770. A method of eliciting an immune response against a tumor-associated form of LAMP1 , comprising administering to a subject:

(a) the peptide of any one of embodiments 749 to 765; or

(b) the composition of embodiment 766 or 767 wherein the composition comprises the peptide of any one of embodiments 749 to 765. 771 . The method of any one of embodiments 768 to 770, wherein the animal is a mouse or a rabbit.

772. The anti-glyco-LAMP1 antibody or antigen binding fragment, bispecific antibody, fusion protein, CAR, antibody-drug conjugate, the chimeric TCR, pharmaceutical composition method or use as described in any one of the preceding embodiments, wherein the determination of competing is made using an antibody competition assay, optionally wherein the assay is an assay described in Section 5.1 .
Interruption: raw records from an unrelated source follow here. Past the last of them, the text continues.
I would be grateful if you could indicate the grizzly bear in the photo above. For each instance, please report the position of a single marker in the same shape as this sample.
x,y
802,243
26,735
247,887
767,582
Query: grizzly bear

773. The anti-glyco-LAMP1 antibody or antigen binding fragment, bispecific antibody, fusion protein, CAR, antibody-drug conjugate, the chimeric TCR, pharmaceutical composition method or use of embodiment 772, wherein competing is present if the anti-glyco-LAMP1 antibody or anti-glyco-LAMP1 antibody fragment decreases binding of a reference antibody by at least about 20% 30%, 40%, 50%, 60%, 70%, 80%, 90%, or 95% when tested at a reference antibody concentration that is 80% of maximal binding under the specific assay conditions used and a test antibody concentration that is 10-fold higher than the reference antibody concentration.

[0451] All publications, patents, patent applications and other documents cited in this application are hereby incorporated by reference in their entireties for all purposes to the same extent as if each individual publication, patent, patent application or other document were individually indicated to be incorporated by reference for all purposes. In the event that there is an inconsistency between the teachings of one or more of the references incorporated herein and the present disclosure, the teachings of the present specification are intended.